Singapore’s ageing population is leading to more complex diseases, people living longer and fewer caregivers – what Seah calls a “triple tsunami”. The government plans to build “smart hospitals” to deal with this onslaught using robotics.
Changi General Hospital has started by automating logistics. Transport robots have been working in the hospital since last year, moving documents, drugs, specimens and linen. They navigate obstacles on their own, and are linked with the hospital’s fire alarm system for emergencies. The hospital next plans to use robots to move heavier objects, like patient beds.
It is also researching roles for robots to interact directly with people. “We are looking at robots to be the interface between humans,” she says. For instance, robots could get information from patients while they wait to see a doctor.
A third area for robots is in precision medicine. The hospital is researching whether robots can be used for surgeries and rehabilitation. “They can help in making sure that the treatment is consistent and precise, far more than a human,” says Seah. Robots would be able to pinpoint the exact location of tumours, for instance, and do less damage doing surgeries.
The hospital is researching whether mobile apps can be used for treatments. “We are look at working with certain researchers and also industry players,” she says.
Chronic diseases are on the rise, and their treatment involves lifestyle changes. For instance, drugs only do half the work for diabetes, Seah says.
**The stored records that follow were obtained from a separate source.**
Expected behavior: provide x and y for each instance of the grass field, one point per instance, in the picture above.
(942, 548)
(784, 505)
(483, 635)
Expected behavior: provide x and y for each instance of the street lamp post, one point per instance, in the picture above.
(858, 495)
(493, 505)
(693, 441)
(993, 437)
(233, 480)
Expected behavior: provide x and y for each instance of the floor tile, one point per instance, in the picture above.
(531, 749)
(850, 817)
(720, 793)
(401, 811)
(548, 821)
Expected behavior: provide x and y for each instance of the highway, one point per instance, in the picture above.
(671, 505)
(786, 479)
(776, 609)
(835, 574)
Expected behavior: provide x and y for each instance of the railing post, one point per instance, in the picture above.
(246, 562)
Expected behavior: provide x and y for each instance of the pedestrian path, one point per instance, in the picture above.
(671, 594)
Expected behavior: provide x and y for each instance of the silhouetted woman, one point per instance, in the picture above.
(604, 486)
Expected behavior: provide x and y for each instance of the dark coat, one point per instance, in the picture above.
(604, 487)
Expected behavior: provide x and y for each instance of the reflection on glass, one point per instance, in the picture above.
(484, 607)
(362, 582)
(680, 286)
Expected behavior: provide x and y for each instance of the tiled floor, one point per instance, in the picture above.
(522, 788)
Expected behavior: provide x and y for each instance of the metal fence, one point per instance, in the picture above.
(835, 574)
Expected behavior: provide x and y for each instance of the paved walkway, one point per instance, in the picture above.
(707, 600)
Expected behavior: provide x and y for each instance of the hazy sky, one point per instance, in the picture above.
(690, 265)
Patients must also exercise and watch their diet. “How do we prescribe that part and ensure that can be complied to?”
Mobile apps can help by gamifying healthcare, she says. Apps can track their performance and use the data to motivate patients to change their behaviour. “People challenge themselves if there is a goal to be challenged on”, Seah says.
Singapore is not the only one looking at health apps. The US Food and Drug Administration is looking at “certified mobile health apps”, Seah says, while South Korea and European countries are “fighting to enter”.
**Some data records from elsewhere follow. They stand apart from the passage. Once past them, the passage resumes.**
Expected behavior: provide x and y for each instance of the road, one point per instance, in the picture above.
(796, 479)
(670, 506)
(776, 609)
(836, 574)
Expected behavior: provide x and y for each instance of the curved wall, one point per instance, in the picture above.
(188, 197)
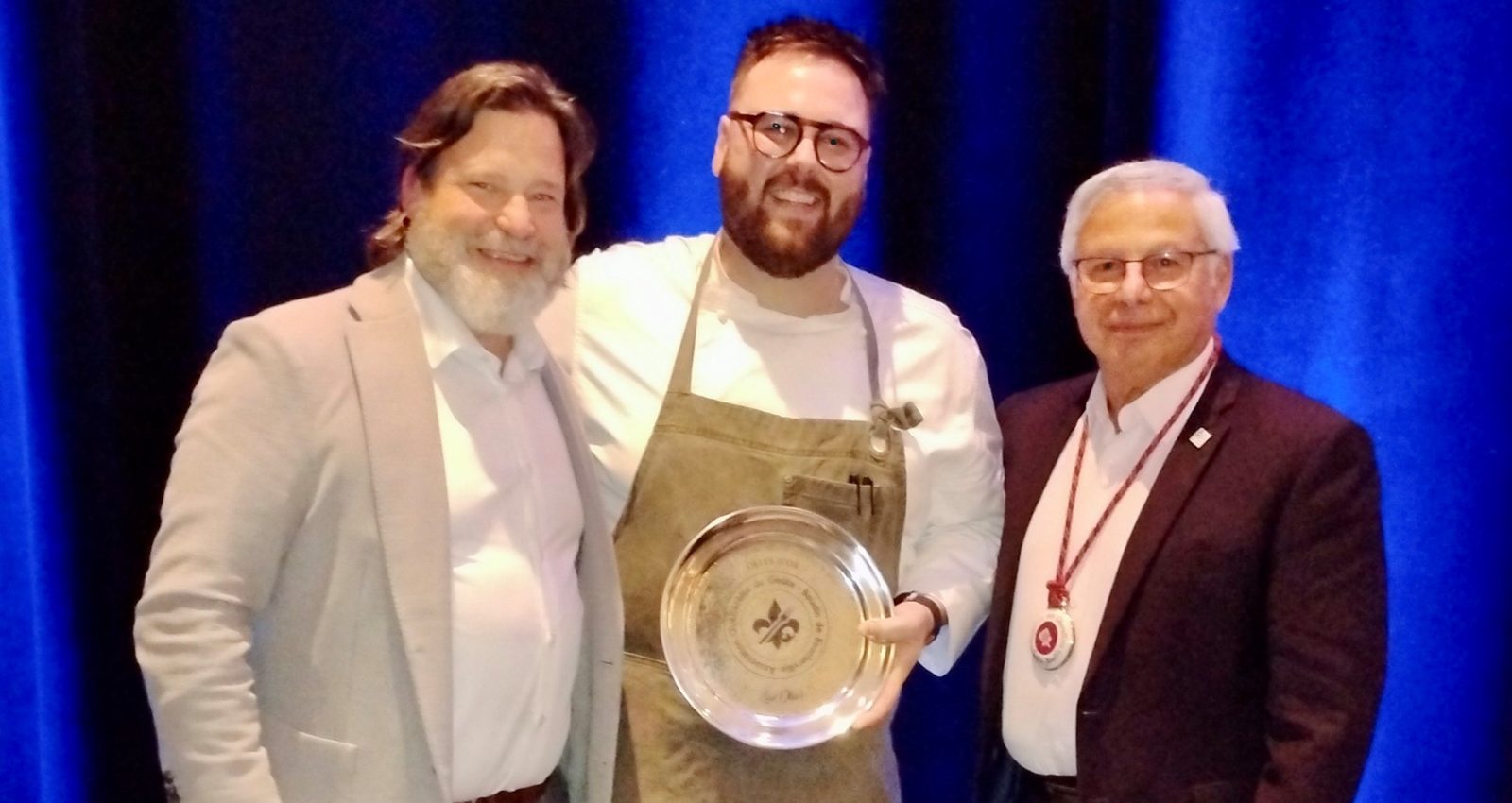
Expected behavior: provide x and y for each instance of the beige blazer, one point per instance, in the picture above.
(295, 622)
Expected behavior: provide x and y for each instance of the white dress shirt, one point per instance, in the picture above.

Such apps are yet to be clinically trialled, however. They must be tested to ensure that patients recover faster. “It’s no different from the rigour one needs to go through for drugs,” she says.
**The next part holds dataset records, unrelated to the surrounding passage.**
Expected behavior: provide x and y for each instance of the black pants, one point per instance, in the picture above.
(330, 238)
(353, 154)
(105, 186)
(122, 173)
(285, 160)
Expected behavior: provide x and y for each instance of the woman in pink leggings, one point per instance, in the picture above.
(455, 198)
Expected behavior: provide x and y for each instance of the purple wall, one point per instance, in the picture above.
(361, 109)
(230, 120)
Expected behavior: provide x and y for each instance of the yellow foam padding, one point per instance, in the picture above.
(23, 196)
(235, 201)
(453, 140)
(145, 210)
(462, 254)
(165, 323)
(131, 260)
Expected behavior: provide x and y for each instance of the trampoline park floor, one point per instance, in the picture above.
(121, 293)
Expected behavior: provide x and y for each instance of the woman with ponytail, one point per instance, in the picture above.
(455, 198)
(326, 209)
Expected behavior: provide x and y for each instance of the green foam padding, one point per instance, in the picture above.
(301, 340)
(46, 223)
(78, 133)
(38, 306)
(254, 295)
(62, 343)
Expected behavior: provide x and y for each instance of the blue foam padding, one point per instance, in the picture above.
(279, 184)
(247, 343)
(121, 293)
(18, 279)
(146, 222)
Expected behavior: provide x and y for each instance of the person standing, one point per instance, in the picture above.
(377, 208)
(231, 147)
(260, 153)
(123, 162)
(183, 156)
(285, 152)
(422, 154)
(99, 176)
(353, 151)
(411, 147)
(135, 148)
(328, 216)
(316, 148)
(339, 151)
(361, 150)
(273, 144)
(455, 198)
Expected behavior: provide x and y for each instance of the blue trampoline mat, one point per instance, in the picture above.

Even with new treatments, every person reacts uniquely to exercise, drugs and food. Doctors have to try various combinations to find out what works best for each patient. When the trials don’t work and diseases get more complicated, it becomes “a huge burden to the whole society”. This is “the problem here for us in Singapore”, she says.
Singapore is looking at how it can use personalised treatments to prevent complications. “It’s a five-year research programme which has just started,” Seah says, targeting diabetes, stroke and cardiovascular diseases.
The country has already taken the first step towards it. It has built a national electronic health records system. It is now looking to build “predictive algorithms” that can analyse data, like blood sugar readings, and recommend personalised treatments. This would be able to alert individuals and hospitals before people fall seriously ill.
The road ahead
The vision for smart hospitals could become a reality in three to five years, she says. A few things that will need to change to make way, however.
Robots will take over some jobs, people will need to be retrained. “We foresee the need to transform the workforce in the next five to ten years,” Seah says.
Security will have to be improved with the increased use of data analytics. Some mobile health technologies are still “hackable”, she says. Singapore will need to “be a step ahead on cyber security issues”.
A third challenge is coordination across government. “There are many personal views about robotics”, she says, and “even more” about health robots. Getting all the stakeholders to agree on funding priorities has been “a rather long engagement”. The health robotics lab plays a crucial role in bringing all the stakeholders on the same page.
A visit to the doctor in the future could mean a prescription of mobile games and treatment by robots.